Aquella amistad acabó en boda. Y de aquel matrimonio vinieron dos hijos: Genoveva, que nació en el 78, y Salvador, un año menor. A los cuatro años ya llevaban el dobok -la chaqueta y el pantalón blancos con los que se practica este arte marcial-. El pequeño, que es médico deportivo, hizo carrera y llegó a representar a España en un Mundial universitario.
La llegada de Chang al barrio fue impactante. La València de los años 70 no era, ni de lejos, tan cosmopolita como ahora. Y la irrupción de un asiático de ojos rasgados daba para meses de cuchicheos. Una década después, encima, se estrenó Karate Kid y los vecinos pasaron a ver en Chang al mismísimo señor Miyagi.

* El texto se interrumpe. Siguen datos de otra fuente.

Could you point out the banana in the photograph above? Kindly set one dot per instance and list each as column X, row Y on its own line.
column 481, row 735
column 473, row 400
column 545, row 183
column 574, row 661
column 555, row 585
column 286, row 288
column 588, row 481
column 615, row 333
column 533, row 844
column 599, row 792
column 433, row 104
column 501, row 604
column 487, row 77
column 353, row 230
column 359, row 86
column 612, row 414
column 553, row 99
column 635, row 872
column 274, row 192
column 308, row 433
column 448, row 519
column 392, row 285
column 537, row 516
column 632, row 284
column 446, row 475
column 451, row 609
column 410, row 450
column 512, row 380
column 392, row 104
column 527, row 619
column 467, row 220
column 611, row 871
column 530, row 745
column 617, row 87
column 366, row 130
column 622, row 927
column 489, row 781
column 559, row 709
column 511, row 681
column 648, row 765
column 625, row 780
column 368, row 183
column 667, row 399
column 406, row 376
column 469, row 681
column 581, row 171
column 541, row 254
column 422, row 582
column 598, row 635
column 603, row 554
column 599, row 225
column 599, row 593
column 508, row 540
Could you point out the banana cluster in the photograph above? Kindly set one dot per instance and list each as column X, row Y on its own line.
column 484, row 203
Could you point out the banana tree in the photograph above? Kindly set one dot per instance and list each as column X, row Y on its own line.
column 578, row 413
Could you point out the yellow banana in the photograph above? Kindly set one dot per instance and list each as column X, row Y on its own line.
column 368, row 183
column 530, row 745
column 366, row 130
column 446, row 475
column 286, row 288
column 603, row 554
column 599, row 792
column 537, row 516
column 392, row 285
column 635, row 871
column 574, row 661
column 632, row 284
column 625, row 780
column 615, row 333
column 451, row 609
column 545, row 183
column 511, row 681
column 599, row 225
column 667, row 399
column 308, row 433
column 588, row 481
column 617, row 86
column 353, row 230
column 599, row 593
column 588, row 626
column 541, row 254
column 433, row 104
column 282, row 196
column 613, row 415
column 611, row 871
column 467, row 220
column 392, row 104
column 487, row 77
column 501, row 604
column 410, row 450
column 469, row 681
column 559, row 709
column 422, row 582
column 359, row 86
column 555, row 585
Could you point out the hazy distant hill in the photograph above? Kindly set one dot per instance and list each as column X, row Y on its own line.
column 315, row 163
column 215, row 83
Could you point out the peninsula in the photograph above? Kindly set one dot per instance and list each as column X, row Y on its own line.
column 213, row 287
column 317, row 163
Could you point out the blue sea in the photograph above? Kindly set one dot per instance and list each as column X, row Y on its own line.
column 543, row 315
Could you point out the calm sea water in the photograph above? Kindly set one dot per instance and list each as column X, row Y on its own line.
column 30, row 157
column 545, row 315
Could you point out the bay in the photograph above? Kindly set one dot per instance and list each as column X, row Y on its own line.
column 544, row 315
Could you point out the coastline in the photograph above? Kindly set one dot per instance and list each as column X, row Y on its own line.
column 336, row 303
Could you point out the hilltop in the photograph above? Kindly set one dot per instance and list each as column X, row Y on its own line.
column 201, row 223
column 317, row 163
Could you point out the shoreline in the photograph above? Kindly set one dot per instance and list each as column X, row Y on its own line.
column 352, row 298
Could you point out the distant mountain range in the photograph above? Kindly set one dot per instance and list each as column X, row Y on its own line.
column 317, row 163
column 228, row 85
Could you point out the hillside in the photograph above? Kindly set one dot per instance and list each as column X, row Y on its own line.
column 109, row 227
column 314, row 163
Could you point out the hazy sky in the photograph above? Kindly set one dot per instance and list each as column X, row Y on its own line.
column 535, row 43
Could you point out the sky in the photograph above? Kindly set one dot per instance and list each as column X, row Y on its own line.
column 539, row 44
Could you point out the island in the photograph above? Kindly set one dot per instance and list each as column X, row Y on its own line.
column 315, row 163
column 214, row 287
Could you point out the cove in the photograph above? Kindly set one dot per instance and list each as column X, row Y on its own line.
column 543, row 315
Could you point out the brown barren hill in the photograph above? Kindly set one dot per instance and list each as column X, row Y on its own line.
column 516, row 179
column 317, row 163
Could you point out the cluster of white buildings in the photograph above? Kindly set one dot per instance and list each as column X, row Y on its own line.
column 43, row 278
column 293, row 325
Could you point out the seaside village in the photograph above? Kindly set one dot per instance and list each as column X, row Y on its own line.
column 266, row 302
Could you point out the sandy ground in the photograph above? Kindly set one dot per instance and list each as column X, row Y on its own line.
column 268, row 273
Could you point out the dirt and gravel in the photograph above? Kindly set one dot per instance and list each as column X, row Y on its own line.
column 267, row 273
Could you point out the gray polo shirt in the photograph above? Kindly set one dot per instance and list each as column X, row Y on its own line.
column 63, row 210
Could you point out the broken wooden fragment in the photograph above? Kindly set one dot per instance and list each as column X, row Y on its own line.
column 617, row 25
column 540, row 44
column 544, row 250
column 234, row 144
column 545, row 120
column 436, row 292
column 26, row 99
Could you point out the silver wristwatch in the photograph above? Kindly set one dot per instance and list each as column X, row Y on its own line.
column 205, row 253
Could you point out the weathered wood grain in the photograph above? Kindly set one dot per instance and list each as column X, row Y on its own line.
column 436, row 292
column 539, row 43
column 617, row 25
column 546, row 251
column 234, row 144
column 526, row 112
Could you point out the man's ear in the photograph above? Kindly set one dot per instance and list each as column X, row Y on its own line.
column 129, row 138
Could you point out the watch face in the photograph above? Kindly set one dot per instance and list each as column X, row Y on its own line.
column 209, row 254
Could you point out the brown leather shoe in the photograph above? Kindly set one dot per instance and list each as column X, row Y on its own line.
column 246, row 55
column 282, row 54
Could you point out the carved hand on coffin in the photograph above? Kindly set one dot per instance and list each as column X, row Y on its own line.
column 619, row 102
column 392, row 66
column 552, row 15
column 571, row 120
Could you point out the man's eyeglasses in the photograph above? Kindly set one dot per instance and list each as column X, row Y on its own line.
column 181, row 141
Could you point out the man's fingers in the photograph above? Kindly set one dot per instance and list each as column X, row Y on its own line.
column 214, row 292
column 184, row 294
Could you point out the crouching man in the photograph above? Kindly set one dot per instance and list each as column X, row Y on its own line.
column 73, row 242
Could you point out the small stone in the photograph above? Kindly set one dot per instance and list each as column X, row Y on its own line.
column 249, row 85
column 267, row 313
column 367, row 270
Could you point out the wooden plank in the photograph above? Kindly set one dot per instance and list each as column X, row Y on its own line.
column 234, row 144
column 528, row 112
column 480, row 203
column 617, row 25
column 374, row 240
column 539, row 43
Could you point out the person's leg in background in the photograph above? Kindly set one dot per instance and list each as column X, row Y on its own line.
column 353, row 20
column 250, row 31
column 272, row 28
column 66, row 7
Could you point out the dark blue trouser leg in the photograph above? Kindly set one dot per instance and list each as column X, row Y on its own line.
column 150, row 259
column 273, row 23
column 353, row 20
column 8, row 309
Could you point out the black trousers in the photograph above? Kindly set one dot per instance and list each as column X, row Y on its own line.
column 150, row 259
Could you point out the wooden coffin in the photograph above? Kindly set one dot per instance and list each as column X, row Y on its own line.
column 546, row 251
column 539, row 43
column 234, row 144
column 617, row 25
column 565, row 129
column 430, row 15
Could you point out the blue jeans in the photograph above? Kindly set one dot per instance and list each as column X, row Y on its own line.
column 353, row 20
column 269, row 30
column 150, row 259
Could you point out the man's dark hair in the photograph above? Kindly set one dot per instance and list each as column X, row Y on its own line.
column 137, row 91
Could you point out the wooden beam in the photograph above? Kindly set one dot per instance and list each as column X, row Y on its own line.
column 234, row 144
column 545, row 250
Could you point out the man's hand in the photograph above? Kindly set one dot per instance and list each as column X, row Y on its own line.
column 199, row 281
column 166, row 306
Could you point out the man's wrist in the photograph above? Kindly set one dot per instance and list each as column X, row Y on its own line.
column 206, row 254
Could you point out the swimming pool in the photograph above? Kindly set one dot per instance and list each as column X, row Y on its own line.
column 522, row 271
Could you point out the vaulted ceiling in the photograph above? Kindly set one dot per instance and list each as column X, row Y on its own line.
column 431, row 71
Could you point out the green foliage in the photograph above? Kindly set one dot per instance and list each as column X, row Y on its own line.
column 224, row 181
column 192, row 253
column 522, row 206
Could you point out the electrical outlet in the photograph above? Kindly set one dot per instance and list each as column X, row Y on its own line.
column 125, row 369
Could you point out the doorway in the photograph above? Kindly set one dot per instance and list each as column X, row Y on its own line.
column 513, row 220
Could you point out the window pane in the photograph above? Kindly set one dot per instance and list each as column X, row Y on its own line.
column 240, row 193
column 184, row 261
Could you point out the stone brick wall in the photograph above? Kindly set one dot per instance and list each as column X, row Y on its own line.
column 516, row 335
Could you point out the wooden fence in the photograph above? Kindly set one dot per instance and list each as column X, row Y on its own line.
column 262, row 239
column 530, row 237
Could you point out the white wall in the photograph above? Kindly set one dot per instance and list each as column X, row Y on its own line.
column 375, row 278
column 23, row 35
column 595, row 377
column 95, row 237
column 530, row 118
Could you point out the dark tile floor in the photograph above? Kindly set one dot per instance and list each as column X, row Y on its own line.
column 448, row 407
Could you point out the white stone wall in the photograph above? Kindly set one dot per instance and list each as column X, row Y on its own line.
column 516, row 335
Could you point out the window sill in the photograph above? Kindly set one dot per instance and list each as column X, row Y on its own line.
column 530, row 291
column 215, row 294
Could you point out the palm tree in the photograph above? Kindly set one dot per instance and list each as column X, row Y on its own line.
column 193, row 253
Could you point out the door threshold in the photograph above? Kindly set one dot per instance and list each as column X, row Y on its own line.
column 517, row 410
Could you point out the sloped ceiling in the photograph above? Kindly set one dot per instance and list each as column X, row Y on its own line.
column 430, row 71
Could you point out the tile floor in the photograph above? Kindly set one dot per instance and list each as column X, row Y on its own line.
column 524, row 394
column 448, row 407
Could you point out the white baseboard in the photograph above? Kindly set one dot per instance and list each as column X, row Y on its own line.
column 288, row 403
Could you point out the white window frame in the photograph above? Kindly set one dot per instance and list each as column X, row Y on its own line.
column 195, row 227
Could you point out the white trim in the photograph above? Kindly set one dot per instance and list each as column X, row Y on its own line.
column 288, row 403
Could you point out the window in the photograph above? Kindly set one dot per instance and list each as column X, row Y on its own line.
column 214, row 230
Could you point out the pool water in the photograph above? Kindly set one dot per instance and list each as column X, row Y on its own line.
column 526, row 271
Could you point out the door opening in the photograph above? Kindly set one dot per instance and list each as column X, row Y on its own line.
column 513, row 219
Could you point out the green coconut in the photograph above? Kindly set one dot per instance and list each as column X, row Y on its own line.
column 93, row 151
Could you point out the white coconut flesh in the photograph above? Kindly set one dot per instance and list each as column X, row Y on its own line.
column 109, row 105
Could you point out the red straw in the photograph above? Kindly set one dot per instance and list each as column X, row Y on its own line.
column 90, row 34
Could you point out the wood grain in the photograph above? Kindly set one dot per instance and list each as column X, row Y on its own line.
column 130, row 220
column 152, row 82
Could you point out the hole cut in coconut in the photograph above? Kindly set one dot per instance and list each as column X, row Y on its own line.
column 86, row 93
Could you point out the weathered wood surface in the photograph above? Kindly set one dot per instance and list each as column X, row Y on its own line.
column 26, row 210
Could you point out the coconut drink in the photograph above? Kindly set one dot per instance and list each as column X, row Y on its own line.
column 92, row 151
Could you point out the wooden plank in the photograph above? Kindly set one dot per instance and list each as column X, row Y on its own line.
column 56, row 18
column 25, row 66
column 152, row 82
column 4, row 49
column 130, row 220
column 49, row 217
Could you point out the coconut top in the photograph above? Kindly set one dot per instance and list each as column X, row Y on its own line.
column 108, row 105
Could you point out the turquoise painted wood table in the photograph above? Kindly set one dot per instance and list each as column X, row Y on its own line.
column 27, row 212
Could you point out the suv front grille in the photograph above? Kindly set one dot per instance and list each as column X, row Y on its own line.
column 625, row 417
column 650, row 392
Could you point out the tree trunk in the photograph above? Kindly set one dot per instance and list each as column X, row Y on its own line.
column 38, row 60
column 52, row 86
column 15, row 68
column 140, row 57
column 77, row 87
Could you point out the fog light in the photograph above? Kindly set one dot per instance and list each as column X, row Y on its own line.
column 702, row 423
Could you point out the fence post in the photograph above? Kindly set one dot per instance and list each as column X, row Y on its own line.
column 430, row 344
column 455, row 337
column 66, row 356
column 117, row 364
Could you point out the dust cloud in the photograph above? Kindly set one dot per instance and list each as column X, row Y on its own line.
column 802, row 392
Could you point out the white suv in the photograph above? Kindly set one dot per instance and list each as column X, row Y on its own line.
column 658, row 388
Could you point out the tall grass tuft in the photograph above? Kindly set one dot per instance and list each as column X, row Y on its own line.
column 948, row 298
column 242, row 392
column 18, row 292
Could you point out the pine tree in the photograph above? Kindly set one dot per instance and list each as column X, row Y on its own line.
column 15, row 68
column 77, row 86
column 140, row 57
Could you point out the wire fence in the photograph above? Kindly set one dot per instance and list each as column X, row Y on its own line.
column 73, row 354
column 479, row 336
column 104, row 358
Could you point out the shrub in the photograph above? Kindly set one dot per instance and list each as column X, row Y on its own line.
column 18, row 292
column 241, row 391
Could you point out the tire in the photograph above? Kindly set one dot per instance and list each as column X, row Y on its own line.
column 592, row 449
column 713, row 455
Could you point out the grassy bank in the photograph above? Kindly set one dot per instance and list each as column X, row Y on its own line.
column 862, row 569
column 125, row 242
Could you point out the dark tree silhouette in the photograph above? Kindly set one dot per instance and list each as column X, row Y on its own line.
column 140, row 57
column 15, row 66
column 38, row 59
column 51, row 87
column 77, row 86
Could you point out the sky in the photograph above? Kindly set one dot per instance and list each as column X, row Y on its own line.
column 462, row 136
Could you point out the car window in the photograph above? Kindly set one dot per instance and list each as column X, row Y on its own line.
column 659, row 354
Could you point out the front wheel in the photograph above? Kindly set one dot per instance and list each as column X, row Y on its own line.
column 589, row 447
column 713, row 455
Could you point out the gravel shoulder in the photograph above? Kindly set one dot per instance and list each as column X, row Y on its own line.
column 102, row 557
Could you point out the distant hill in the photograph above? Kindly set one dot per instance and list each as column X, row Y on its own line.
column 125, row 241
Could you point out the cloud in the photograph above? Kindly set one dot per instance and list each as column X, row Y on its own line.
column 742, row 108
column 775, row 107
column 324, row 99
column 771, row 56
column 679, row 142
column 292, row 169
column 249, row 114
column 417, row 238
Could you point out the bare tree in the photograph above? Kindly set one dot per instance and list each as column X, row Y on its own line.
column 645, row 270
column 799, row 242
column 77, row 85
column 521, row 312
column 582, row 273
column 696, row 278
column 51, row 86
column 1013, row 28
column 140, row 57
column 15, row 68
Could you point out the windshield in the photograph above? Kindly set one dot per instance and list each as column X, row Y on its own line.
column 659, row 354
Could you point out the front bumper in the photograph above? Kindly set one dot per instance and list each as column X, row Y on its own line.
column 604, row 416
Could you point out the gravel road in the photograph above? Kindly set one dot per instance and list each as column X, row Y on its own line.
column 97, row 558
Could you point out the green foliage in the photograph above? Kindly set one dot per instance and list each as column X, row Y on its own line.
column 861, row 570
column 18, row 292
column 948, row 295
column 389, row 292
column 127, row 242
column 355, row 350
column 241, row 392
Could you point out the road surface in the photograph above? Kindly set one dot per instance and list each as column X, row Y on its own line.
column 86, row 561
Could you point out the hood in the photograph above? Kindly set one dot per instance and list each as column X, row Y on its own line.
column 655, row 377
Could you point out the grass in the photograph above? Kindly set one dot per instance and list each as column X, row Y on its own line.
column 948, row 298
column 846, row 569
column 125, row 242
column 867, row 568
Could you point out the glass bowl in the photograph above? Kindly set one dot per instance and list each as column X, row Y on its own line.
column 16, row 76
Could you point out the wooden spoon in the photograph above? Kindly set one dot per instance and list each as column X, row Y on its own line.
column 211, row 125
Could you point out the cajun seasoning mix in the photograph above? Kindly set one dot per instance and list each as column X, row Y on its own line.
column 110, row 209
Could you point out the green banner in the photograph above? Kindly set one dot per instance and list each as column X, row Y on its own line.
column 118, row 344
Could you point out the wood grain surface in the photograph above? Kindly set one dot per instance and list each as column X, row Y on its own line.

Cada tres años, la familia viajaba a Corea del Sur. A Swon, la ciudad donde está la sede de Samsung -a 40 kilómetros de Seúl, la capital-, donde vivían sus padres. Allí se crió, rodeado de maestros (su padre, su tío, su tía...), el pequeño Wha Suek, que primero se enganchó al tenis de mesa y después al béisbol. "El taekwondo allí es como la gimnasia. Es obligatorio en los colegios, así que no me lo tomé más en serio hasta que hice más mayor. Aunque, entonces, yo trabajaba en la empresa de maquinaria que tenía un tío mío en Seúl". El primer viaje de regreso fue frustrante. Al menos lo suficiente para que su mujer, Josefa, le dejara claro que ella no se movía de España. Luego fue mejorando la percepción y hoy su hija es una enamorada de Corea del Sur, país al que viaja cada año.
El tiempo acabó provocando cierto desarraigo. Poco a poco fue perdiendo los lazos que le unían con Corea del Sur y cuando murieron sus padres dejó de viajar con tanta frecuencia. "Ya hace cuatro años que no voy", cuenta con un mohín de pena. Aunque su hermana, que se casó con un compañero del colegio de él, vino a verle. En su equipaje trajo un par de carteles donde pintó 'Taekwondo. Gimnasio Chang' en hangul, los caracteres del alfabeto coreano. Uno cuelga en su despacho, al lado de mil recuerdos: sus viejos libros, unos muñecos típicos de las bodas en Corea, trofeos cedidos por algunos alumnos, diplomas... El otro está sobre un largo espejo en la sala de entrenamiento, donde también hay una bandera de Corea y otra de España.
Aunque lo más llamativo, quizá, sea un par de fotos en blanco y negro del Chang más lozano, vestido con el dobok y volando sobre un rival al que marca con una pierna extendida. Una pirueta imponente.
Ya no es el mismo. Pero se conserva bien. Su postura no es la de un anciano. Por eso no cede a la pereza y tres días a la semana acude al gimnasio para marcar algunos movimientos que le permitan mantenerse con dignidad y, de paso, poder seguir jugando al golf, otros tres días, en El Saler.
Sus padres murieron. Muchos amigos murieron. Hasta su confidente en València, aquel viejo colega que todas las semanas le invitaba a casa para degustar algún plato típico de su país. Allí se relamía comiendo el plubogi, consistente en unas tiras de carne de ternera marinada. Así que ya solo le queda el Jalasan, un restaurante coreano que ya es todo un clásico en Cánovas. Chang iba a comer y las hijas del dueño acudían al gimnasio a aprender taekwondo.
Aunque ya dejaron de ir. Parece que todo se va perdiendo y eso acentúa una profunda sensación de melancolía en Chang. "He pasado mi vida aquí dentro", explica en el despacho con una sudadera azul celeste de su gimnasio, de la gran obra de su vida. "Y me da mucha pena que esto se vaya a perder, que un día u otro todas mis cosas vayan a desaparecer, pero eso es la vida...".
El señor Chang ha acabado soltándose. Y al final de la entrevista hasta suelta una carcajada. Corta, pero una carcajada. Nos acompaña con paso firme, sobre sus zapatos de golf sin clavos, hasta la puerta, el umbral que ha cruzado durante 42 años. Toda una vida. Desde que llegó siendo un joven de 26 años. Bueno, de 28.